The global climate talks that resume this month in Dubai will depend on a transparent exchange of information and data such as nations' carbon emissions, pollution-cutting targets and capacity-building needs.
An internal audit, however, found U.N. Climate Change's Transparency Division suffered a US$31 million funding gap – 70% of its annual budget – and had "the need to strengthen internal controls relating to some aspects of strategic planning, project management and administrative services."
U.N. Climate Change, known more technically as the U.N. Framework Convention on Climate Change, or UNFCCC, set up an organizational structure that was "not aligned with its strategic objectives," according to an audit by the U.N. Office of Internal Oversight Services, OIOS.
"As a result, units created work plans based on tasks that they were responsible for, rather than plans driven towards contributing to the achievement of overall objectives," it said. "Further, the strategic objectives were framed in a broad and general manner as never-ending tasks."
The secretariat for the 198-nation convention, which encompasses the 2015 Paris Agreement and 1997 Kyoto Protocol, was set up in 1992 to coordinate the global response to the threat of climate change. The original secretariat was in Geneva but moved to Bonn, Germany in 1996.
On Friday, the division touted its efforts at "boosting climate transparency and multi-stakeholder collaboration" in the Asia-Pacific region ahead of global climate talks that will be hosted by the United Arab Emirates from Nov. 30 to Dec. 12.
Donald Cooper, director of U.N. Climate Change's Transparency Division, told Asia-Pacific Climate Week 2023 last week there are "two key points which drive us forward: First of all you need vision. And secondly, you need ambition."
"I'm often asked why I'm passionate about climate. It's because my job is to save the world," he said at the gathering in Malaysia. "We are currently living in a 1.1° to 1.2° world, and it is not going so well. Severe floods, massive droughts, sometimes in the same country."
Cooper did not respond to a request for comment. The 196 nations that signed the Paris climate treaty committed to hold warming this century to under 2° above pre-industrial levels, or preferably 1.5°. The average global temperature is now 1.2° above pre-industrial levels; this year is on track to be the hottest ever recorded.
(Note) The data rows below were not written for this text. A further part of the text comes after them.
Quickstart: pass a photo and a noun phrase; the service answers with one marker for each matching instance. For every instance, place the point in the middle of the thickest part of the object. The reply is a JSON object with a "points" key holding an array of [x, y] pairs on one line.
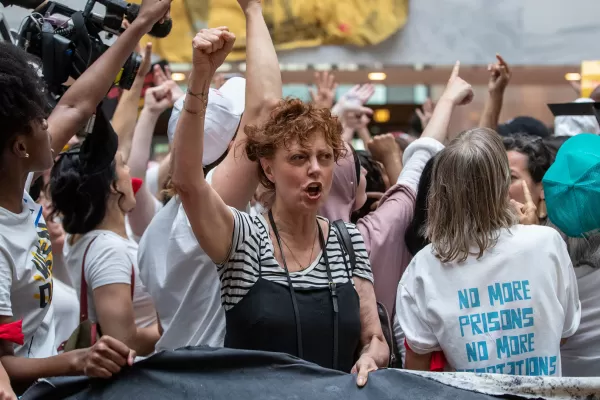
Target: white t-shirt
{"points": [[109, 260], [504, 313], [581, 354], [26, 277], [66, 311], [182, 280]]}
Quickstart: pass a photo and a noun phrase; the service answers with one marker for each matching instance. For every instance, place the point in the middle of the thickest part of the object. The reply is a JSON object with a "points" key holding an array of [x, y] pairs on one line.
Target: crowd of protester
{"points": [[264, 229]]}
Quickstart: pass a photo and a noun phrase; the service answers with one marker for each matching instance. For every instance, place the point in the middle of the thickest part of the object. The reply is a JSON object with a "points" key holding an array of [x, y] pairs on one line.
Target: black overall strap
{"points": [[347, 245], [292, 292], [332, 289]]}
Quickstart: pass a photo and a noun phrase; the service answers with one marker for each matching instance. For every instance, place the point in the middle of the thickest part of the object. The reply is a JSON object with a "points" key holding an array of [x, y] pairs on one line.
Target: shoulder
{"points": [[535, 234], [107, 247]]}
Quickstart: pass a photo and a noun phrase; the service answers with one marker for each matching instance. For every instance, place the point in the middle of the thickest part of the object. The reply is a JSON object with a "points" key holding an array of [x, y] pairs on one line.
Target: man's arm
{"points": [[236, 178]]}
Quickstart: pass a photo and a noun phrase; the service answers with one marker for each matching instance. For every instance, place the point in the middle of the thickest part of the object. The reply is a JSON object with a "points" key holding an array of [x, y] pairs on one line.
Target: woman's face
{"points": [[302, 176], [519, 172], [38, 146], [361, 190], [123, 184]]}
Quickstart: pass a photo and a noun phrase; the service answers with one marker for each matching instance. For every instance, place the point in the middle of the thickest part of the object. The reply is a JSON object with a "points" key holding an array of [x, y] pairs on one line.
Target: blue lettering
{"points": [[475, 321], [471, 352], [495, 294], [514, 345], [526, 295], [502, 347], [493, 321], [474, 294], [505, 319], [515, 316], [543, 367], [527, 317], [520, 365], [463, 300], [463, 321], [507, 292], [482, 350], [531, 366], [517, 288], [552, 365]]}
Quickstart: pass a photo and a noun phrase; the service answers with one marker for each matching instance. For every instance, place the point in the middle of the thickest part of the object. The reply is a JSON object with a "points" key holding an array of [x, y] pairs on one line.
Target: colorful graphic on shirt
{"points": [[510, 353], [42, 259]]}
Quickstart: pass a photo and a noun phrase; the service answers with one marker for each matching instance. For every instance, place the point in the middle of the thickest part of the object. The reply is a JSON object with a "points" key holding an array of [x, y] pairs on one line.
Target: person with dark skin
{"points": [[29, 139]]}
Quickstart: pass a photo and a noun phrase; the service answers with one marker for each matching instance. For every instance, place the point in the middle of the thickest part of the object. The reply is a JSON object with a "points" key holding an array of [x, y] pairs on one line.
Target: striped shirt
{"points": [[252, 244]]}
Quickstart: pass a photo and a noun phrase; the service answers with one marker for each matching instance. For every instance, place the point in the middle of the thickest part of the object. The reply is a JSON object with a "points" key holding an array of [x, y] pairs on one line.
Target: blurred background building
{"points": [[406, 48]]}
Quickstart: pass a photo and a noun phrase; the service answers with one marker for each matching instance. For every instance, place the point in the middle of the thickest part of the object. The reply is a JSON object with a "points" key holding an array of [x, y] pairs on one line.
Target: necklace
{"points": [[311, 251]]}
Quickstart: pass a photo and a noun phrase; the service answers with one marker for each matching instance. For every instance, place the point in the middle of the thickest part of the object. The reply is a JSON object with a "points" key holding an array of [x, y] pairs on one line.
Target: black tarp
{"points": [[206, 373]]}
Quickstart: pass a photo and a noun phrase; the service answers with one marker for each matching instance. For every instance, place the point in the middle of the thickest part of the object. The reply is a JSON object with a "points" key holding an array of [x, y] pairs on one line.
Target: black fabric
{"points": [[384, 316], [274, 317], [227, 374]]}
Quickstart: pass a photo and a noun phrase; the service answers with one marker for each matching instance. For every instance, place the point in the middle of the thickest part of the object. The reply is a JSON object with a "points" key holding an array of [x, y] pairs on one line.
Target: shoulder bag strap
{"points": [[340, 227], [83, 316]]}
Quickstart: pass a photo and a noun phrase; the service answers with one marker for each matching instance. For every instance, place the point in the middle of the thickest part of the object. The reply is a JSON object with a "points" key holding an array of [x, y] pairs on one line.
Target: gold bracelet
{"points": [[203, 97]]}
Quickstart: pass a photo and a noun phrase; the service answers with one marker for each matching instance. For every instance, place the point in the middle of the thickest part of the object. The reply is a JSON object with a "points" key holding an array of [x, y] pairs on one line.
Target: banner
{"points": [[227, 374], [292, 24]]}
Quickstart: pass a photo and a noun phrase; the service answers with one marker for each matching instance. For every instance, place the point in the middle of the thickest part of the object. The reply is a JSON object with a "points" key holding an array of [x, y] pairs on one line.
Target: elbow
{"points": [[262, 109]]}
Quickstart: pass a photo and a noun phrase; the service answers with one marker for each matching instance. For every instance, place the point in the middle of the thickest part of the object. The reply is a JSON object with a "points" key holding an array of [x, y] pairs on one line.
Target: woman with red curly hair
{"points": [[285, 286]]}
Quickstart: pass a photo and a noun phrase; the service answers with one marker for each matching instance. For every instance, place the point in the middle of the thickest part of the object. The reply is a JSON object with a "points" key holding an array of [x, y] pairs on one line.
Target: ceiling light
{"points": [[178, 76], [377, 76]]}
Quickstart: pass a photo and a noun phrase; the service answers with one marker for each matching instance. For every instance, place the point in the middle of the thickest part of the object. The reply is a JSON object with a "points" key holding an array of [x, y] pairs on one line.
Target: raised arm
{"points": [[209, 216], [157, 100], [79, 103], [236, 178], [499, 77]]}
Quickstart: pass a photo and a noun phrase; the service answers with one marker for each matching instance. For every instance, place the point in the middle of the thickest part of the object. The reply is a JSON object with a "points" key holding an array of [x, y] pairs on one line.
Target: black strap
{"points": [[292, 291], [333, 291], [340, 227]]}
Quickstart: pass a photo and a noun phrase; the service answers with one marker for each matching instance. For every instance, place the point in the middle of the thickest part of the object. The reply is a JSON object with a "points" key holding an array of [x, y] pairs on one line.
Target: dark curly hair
{"points": [[292, 120], [538, 155], [80, 199], [375, 183], [22, 97]]}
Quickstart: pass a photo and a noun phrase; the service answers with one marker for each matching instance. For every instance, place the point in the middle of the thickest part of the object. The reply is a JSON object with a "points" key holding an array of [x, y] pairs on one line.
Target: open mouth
{"points": [[314, 189]]}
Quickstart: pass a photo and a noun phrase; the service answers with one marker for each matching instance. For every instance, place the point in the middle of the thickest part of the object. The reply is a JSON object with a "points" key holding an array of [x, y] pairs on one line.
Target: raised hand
{"points": [[163, 77], [146, 61], [245, 4], [211, 47], [425, 112], [499, 76], [383, 146], [153, 11], [458, 91], [527, 212], [324, 95], [159, 98], [105, 358]]}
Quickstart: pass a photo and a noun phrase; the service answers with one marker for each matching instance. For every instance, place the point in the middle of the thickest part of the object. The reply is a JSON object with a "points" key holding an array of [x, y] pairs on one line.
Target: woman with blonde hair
{"points": [[494, 296]]}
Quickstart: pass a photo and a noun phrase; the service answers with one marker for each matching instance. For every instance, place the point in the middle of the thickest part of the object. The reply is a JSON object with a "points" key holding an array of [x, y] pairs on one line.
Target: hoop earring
{"points": [[542, 210]]}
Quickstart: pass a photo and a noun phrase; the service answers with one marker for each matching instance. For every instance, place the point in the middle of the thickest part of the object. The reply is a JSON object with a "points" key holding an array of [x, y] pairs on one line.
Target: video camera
{"points": [[68, 41]]}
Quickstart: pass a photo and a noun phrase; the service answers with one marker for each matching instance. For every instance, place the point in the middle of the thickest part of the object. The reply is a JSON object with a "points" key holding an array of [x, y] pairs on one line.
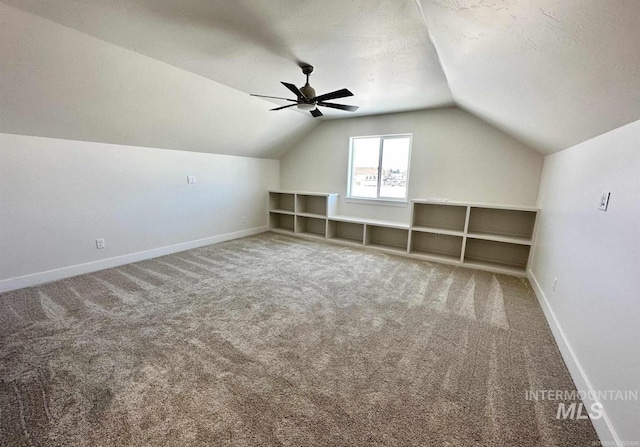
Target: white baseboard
{"points": [[603, 427], [20, 282]]}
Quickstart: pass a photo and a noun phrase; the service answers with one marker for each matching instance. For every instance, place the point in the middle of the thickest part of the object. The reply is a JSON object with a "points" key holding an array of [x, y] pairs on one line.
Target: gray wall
{"points": [[58, 196], [596, 257], [454, 155]]}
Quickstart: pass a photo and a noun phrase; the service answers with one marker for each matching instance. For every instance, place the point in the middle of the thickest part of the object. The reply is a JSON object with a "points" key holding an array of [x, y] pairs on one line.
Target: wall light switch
{"points": [[604, 201]]}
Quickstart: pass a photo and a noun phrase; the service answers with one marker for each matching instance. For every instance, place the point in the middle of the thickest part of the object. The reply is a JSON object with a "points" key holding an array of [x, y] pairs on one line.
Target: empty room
{"points": [[332, 223]]}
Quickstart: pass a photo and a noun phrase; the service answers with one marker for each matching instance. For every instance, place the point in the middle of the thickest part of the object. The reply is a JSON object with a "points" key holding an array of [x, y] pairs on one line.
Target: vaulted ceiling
{"points": [[551, 73]]}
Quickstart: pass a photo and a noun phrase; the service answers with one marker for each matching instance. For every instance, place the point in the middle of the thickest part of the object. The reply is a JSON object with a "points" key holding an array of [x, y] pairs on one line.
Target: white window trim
{"points": [[390, 201]]}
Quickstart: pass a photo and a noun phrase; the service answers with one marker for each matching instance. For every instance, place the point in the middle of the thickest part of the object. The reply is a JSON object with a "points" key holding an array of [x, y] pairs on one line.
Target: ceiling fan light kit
{"points": [[307, 99]]}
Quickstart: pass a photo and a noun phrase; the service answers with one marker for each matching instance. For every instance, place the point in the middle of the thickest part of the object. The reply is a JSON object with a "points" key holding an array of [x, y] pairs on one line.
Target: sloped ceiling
{"points": [[551, 73]]}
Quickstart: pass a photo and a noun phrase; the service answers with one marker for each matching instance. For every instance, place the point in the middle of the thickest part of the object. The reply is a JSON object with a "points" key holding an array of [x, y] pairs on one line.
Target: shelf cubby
{"points": [[436, 246], [502, 225], [350, 232], [311, 226], [281, 222], [311, 204], [437, 217], [281, 201], [497, 255], [395, 239]]}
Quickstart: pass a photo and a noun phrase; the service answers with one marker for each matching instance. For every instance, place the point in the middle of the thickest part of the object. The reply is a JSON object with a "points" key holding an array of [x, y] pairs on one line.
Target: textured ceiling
{"points": [[380, 50], [551, 73]]}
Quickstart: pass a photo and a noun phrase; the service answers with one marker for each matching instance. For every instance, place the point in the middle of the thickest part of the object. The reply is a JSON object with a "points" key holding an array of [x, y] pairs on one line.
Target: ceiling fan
{"points": [[307, 99]]}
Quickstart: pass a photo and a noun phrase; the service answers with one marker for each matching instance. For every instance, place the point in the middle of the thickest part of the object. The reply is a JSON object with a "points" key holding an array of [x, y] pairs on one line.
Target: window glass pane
{"points": [[395, 163], [364, 164]]}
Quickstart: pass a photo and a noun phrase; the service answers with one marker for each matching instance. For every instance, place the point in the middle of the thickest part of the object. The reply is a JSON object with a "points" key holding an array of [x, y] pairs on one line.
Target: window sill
{"points": [[384, 202]]}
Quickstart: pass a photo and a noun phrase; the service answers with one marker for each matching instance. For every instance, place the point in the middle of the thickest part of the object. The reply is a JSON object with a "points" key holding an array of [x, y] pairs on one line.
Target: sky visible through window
{"points": [[371, 180]]}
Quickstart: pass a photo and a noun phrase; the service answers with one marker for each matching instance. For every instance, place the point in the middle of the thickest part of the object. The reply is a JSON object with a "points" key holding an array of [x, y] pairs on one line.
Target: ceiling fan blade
{"points": [[339, 106], [272, 97], [294, 89], [334, 95], [284, 107]]}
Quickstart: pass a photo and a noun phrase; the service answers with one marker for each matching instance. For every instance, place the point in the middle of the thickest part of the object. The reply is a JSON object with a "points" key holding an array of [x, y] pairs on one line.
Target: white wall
{"points": [[596, 257], [58, 196], [454, 155]]}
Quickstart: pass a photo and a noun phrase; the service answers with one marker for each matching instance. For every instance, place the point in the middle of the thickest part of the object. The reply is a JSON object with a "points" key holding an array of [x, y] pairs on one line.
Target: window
{"points": [[379, 167]]}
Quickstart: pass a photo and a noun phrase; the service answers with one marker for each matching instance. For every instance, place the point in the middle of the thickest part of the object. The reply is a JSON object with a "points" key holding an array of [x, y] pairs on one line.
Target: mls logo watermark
{"points": [[570, 402], [577, 411]]}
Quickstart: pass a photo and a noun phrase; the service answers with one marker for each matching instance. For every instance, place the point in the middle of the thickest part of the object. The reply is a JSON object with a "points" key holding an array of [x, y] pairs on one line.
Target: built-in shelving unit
{"points": [[496, 238], [345, 232], [387, 238]]}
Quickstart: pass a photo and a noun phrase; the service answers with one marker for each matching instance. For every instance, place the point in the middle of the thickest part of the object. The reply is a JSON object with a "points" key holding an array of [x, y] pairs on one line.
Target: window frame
{"points": [[394, 201]]}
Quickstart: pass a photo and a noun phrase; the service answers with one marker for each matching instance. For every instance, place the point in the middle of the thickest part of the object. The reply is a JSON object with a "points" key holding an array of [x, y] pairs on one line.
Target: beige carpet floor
{"points": [[276, 341]]}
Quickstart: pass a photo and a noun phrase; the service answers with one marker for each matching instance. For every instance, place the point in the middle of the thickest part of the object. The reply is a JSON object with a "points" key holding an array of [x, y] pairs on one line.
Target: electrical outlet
{"points": [[604, 201]]}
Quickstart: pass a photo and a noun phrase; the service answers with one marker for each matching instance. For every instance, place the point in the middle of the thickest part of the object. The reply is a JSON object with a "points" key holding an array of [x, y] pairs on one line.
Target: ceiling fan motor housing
{"points": [[308, 91]]}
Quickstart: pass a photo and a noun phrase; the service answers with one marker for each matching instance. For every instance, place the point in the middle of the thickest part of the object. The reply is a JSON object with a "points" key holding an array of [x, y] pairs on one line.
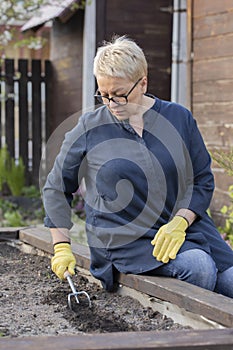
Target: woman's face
{"points": [[115, 87]]}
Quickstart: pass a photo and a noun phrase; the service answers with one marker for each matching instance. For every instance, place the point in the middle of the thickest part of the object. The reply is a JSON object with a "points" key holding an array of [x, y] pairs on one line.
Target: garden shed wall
{"points": [[212, 81]]}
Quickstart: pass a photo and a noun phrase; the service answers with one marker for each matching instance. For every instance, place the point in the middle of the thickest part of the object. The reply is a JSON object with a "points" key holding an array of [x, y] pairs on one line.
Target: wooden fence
{"points": [[24, 111]]}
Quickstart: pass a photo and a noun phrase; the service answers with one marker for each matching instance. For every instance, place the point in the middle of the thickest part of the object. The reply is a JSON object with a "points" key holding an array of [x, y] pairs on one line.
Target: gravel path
{"points": [[34, 302]]}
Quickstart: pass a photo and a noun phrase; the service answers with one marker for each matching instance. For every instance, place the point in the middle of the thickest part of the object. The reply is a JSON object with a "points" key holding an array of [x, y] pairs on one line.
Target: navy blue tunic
{"points": [[133, 186]]}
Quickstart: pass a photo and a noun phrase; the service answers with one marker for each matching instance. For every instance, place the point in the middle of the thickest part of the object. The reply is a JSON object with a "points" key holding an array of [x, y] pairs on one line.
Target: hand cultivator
{"points": [[75, 293]]}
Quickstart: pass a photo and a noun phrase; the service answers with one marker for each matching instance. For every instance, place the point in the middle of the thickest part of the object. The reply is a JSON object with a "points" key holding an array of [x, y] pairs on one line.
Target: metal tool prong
{"points": [[74, 291]]}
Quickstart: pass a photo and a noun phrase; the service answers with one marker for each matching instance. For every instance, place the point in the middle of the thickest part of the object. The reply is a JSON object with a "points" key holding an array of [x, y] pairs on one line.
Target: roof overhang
{"points": [[46, 13]]}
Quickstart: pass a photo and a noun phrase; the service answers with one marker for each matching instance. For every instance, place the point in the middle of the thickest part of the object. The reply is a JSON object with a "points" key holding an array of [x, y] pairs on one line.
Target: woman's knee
{"points": [[197, 267], [224, 283]]}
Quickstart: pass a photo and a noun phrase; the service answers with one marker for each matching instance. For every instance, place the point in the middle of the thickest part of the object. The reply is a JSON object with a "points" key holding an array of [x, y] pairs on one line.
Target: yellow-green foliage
{"points": [[224, 159]]}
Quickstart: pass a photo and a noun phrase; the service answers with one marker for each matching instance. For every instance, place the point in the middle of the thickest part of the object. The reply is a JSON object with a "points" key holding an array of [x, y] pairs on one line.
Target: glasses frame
{"points": [[112, 98]]}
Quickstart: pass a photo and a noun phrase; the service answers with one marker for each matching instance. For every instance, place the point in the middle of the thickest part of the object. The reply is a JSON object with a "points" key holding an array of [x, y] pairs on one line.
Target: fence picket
{"points": [[10, 105], [24, 111]]}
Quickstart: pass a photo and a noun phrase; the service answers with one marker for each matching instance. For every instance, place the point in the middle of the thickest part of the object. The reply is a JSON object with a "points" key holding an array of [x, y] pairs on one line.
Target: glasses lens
{"points": [[120, 100]]}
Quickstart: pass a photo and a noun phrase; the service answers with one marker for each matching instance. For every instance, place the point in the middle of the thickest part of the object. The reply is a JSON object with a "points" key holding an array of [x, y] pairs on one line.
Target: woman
{"points": [[148, 183]]}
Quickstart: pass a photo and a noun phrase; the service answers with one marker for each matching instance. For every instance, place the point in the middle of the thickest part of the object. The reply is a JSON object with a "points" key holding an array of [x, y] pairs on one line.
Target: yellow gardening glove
{"points": [[63, 260], [169, 239]]}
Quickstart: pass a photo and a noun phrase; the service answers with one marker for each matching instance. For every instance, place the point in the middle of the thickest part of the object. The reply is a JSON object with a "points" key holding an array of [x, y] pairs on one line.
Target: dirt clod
{"points": [[34, 302]]}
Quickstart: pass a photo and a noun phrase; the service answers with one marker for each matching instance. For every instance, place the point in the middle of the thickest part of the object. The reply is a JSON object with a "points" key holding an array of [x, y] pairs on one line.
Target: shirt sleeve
{"points": [[64, 178], [203, 180]]}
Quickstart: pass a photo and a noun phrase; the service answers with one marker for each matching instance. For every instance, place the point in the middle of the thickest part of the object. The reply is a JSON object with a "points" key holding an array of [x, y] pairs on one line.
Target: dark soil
{"points": [[34, 302]]}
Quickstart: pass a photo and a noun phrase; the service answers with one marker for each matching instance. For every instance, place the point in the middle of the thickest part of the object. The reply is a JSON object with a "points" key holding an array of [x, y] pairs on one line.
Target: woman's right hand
{"points": [[63, 260]]}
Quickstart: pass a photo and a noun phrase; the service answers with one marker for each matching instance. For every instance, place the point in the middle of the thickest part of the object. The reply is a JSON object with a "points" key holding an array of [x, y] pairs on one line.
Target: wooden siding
{"points": [[149, 23], [212, 78]]}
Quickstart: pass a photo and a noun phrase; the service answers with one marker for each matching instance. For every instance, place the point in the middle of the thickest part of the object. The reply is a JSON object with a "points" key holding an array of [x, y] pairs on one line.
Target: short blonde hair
{"points": [[122, 58]]}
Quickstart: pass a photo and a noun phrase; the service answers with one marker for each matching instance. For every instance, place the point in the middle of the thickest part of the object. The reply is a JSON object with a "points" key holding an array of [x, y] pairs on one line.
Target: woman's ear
{"points": [[144, 83]]}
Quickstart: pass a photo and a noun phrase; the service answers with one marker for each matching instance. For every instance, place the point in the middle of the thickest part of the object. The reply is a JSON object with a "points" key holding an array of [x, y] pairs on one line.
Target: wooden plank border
{"points": [[179, 340]]}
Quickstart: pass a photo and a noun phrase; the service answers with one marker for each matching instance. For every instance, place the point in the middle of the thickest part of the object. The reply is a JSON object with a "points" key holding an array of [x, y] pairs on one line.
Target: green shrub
{"points": [[11, 173], [227, 211], [225, 161], [16, 177]]}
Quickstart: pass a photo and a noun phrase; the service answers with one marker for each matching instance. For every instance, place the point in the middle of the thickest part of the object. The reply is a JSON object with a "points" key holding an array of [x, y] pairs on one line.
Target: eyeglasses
{"points": [[119, 100]]}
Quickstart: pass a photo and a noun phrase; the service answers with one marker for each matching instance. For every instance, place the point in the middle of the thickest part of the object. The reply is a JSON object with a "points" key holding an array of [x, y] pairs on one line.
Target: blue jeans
{"points": [[197, 267]]}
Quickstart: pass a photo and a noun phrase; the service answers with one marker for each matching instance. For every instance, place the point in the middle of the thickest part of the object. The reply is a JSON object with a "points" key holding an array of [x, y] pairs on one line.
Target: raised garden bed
{"points": [[33, 306]]}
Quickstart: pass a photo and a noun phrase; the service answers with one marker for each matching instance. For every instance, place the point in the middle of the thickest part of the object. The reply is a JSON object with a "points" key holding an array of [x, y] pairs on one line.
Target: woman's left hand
{"points": [[169, 239]]}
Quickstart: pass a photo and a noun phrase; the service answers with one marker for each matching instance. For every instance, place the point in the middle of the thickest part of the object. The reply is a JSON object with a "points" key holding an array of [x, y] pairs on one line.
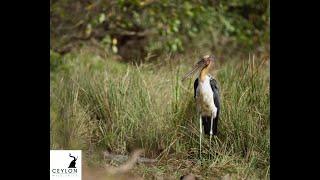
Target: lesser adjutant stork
{"points": [[206, 94]]}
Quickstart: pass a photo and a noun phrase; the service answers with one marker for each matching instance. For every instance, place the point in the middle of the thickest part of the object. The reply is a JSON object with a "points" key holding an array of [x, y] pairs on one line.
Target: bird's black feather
{"points": [[206, 120], [195, 86], [216, 100]]}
'Core activities' depend on 'supplementary' fundraising
The Transparency Division supports the monitoring, reporting and verification of greenhouse gases, forest programs and agriculture and provides technical assistance and training to developing countries.
But the audit, conducted from January 2020 to March 2023, noted each of the seven climate summits held since 2014 were "assigning more tasks" to the U.N. treaty secretariat with the financial disclaimer that "the secretariat should do what it can with the funds it has."
That put the onus on the secretariat "to raise the funds to undertake its core activities," the audit said, making almost 60% of the division's budget dependent on "supplementary funding."
Delays in getting nations' assessed contributions "exacerbated the funding gaps, with contributions in the amount of US$31 million remaining outstanding" as of the end of March, the audit said. "Resource mobilization is therefore a critical task that needs to be a strategic objective of the UNFCCC secretariat and permeate the work of every division."
OIOS said it recommended twice before that the secretariat develop a strategic plan, and though the secretariat "indicated that it would do so, it had not been done."
In its response to the audit, managers pledged to craft such a plan by December 2024 and "to strive to improve the unit work plans making them consistent with the achievement of the strategic objectives as well as financial reporting in relation to the objectives."
The secretariat told OIOS, which released the audit at the end of September, that it accepted all of the audit's recommendations and has begun making efforts to implement them over the next two years.
This story has been updated with additional details.